Definida así la “auctoritas”, es la facultad moral de mandar o promulgar leyes a favor del bien común de la sociedad, que en todo caso, trasciende los intereses personales de quien los ostentara.
La autoridad es para servir, no para servirse, y la consecuencia lógica es que libertad y autoridad no se contradicen, se necesitan.
Identificar autoridad con tiranía no pasa de ser una deformación del sentido sagrado de la autoridad, siempre conducente al progreso material y al fin último sobrenatural de la sociedad.
Confundir autoridad con tiranía es aspirar nada más que a una libertad sin Dios, por desenfreno de la voluntad conducente a la anarquía.

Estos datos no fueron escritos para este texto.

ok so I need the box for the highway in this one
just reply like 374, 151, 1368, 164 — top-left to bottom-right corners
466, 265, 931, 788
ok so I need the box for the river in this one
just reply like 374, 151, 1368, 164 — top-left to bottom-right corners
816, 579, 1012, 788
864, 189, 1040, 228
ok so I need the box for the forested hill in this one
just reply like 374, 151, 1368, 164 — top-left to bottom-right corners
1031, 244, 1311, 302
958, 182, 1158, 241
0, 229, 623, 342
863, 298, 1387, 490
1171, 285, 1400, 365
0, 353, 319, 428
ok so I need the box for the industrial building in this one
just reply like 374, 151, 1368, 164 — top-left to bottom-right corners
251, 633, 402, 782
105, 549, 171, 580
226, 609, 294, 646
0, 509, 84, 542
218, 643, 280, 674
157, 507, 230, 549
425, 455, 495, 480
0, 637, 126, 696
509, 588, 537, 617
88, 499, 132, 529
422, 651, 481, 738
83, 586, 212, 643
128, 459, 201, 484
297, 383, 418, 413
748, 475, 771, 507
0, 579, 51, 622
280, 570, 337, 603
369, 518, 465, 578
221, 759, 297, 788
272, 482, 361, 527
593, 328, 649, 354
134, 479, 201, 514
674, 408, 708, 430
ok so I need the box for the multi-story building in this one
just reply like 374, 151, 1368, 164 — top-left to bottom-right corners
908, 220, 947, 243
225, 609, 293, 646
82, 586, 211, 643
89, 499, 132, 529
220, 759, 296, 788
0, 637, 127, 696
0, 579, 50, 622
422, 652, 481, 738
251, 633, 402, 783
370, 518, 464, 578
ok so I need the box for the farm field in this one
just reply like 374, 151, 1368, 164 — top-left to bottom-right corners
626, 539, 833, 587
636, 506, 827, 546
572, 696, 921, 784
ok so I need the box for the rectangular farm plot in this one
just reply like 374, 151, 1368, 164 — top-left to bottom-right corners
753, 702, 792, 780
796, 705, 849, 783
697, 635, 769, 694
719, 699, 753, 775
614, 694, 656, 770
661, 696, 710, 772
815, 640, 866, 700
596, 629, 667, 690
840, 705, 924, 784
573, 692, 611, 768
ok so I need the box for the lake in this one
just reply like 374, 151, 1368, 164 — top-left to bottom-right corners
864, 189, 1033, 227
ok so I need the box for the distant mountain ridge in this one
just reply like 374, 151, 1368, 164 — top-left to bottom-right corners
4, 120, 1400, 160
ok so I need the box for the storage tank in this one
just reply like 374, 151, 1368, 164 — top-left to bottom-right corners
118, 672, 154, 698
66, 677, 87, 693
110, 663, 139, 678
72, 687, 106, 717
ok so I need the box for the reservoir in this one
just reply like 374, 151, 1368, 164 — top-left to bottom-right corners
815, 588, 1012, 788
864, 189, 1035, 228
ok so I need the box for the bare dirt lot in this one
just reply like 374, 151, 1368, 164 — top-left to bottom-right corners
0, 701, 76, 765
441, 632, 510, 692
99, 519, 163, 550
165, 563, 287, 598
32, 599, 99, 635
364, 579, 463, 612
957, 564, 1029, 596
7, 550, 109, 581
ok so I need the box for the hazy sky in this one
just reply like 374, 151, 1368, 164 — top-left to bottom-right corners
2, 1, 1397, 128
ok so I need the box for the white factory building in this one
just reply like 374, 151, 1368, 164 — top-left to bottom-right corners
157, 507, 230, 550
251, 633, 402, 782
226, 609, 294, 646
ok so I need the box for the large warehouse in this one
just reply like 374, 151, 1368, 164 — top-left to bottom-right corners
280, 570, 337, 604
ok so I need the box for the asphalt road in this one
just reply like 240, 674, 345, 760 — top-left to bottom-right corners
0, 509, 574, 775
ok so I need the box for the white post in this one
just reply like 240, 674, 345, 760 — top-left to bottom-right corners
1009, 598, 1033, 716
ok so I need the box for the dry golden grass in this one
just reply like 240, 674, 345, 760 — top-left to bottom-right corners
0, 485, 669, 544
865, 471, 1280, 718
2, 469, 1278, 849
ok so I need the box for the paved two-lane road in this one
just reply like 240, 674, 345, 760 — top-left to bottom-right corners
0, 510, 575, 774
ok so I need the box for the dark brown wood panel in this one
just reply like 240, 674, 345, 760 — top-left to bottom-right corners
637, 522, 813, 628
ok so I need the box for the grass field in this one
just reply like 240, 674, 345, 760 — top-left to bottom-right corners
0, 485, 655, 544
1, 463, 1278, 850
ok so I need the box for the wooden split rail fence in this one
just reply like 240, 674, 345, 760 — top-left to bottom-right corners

Quiénes llaman dictador a un gobernante responsable, no son sino los que no pueden hacer su propia dictadura delictiva.
No puede haber verdadera libertad sin el respaldo y la protección de un Gobierno con conciencia para dar protección a las personas honradas, que dejarían de serlo convertidas a la ley del más fuerte, como único recurso de supervivencia del engaño y del todos contra todos.
La ausencia de autoridad es el poder coactivo, pero, aun así, será parcial y favorecerá el libertinaje.
¿Dónde está la autoridad y el amor a la verdadera Patria, entendida como bien común de todos y cada uno de sus miembros, cuando hasta les avergüenza usar el término patria, renegando de su historia y sus grandezas…? No puedo creer en una Patria libre sin una autoridad firme.
¿Diálogo como solución…?
¿Solución de qué clase de problemas…?
Porque es hasta posible inventarse problemas para fines inconfesables que desembocan en anarquías o desmantelamiento de regiones y de naciones que se pierden en eternas discusiones absurdas, discutiendo hasta lo evidente, como si a base de discutir y dilatar la sanción punitiva se borrase la historia, la cultura, las fronteras y las obligaciones de justicias más elementales de la unidad indivisible, la solidaridad intranacional y los deberes de justicia que trae la subordinación a un orden constitucional legalmente establecido.
¿Dónde está, pues, el problema…?
El diálogo solo sirve para cuestiones mercantiles o convencionales no definidas aún, pero cuando todo está claro, discutir solo puede ser el medio de alargar problemas fantasiosos y justificar la nómina, el prestigio, la vanidad personalista o la chulería irracional.
¿Solución? No al diálogo, sino a la AUTORIDAD DE JUSTICIA.
Todo lo demás, solo huele a plutocracia… sin “l”.